AIKEN - A local Internet provider has asked the Public Service Commission for a hearing on his complaint that BellSouth is trying to push him out of business by providing poor service.
The complaint was filed Feb. 3 by Doug McClure, owner of SCESCAPE, a service provider in Aiken for customers getting onto the Internet, a world-wide network of computers.
The hearing request is the next step in about a 60-day process to resolve formal complaints made to the commission, said Gary Walsh, executive director of the South Carolina Public Service Commission.
Mr. McClure said Friday he was waiting for a hearing date, and hoped to meet with BellSouth officials to discuss the situation.
"It's a good thing that we have a loyal customer base," he said. "(The phone line trouble) is random. Some days it's hard to get on (the Internet) and others it's fine."
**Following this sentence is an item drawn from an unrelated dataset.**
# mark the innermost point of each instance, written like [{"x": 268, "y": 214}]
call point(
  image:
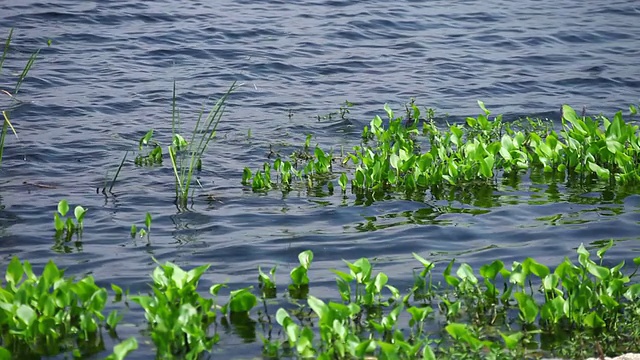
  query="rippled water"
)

In his complaint, Mr. McClure accused BellSouth of trying to squeeze out smaller Internet providers in the area because the phone company plans to start its own service soon.
BellSouth spokesman Don Caughman said the allegations are nonsense. The problem is whether or not Mr. McClure is willing to spend money to upgrade his equipment, he said.
Mr. Walsh said the phone company responded to the complaint on Feb. 6, suggesting several ways Mr. McClure could improve service to clear up problems with customers getting busy signals or disrupted service.
Meanwhile, Mr. McClure said his company will spend $40,000 to upgrade equipment by April 1. That's about eight months sooner that planned but Mr. McClure said he still wants a hearing to air his grievances against BellSouth.
Before a hearing is scheduled, the public service commission will give Mr. McClure and BellSouth time to submit statements laying out their arguments on the matter, Mr. Walsh said.
Computer owners pay service fees to local Internet providers to make their phone connections to the Internet, a worldwide network of computers.
Currently, BellSouth is the only provider for Internet connections in the Aiken area. But, competition is on the way, Mr. Walsh said.
"AT&T has a petition to compete before us," he said.